While the AI creators may choose to sell to marketing departments and agencies, it would require taking on Adobe. It’s probably easier to license out their platforms and algorithms to the established players, integrators, and service providers who already have platforms and the means to scale generative AI to companies that want them.

4) Adobe’s Resources Make It a Dangerous Competitor

A storm of competition is coming to generative AI unicorns.

In addition to its ethical position, existing customer base, and powerful tech stack, Adobe has significant resources at its disposal. When I wrote this article, its market cap was $176 billion, with $17.6 billion in annual revenue, and almost 30,000 employees working for it. These resources make it more than just another entrant into the generative AI space.

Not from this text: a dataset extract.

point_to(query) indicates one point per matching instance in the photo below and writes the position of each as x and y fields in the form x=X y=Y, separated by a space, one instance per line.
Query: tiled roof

Adobe has three obvious paths to catch up to and surpass Midjourney and Stable Diffusion: 1) Via its own resources; 2) licensing leading algorithms as Salesforce and Hubspot have done with ChatGPT, or 3) acquiring a leading generative AI image unicorn.

Keep in mind that Adobe acquired Marketo for $4.75 billion to compete in the marketing automation space and further cement its Marketing Cloud position. Acquisition is basically what Microsoft pursued to enter the generative AI space with its 50% stake in OpenAI.

Conversely, AI unicorns are venture-based and operate in a restrictive and unstable financial market. Moreover, there are too many generative AI players catering to the same individual users. One can easily argue that the fight for venture dollars and recurring subscriptions is going to get harder, not easier, whether it is this year or in the not-too-distant future.

Conclusion

Adobe’s current market stature makes it the player to beat when it comes to creating images in the marketing world. Given that this is the ultimate revenue path for image creation software of any type, generative AI image creators have their work cut out for them now that the 800-pound gorilla has arrived.

With so many players in the market and more coming every week, sooner or later, consolidation will occur. The marketing sector’s history would indicate that it is as likely that the existing tech giants will acquire most of the generative AI image leaders. And the rest of the pack will have a hard time of it.

All images created by me on Midjourney. I still haven’t gotten access to FireFly. Whoops.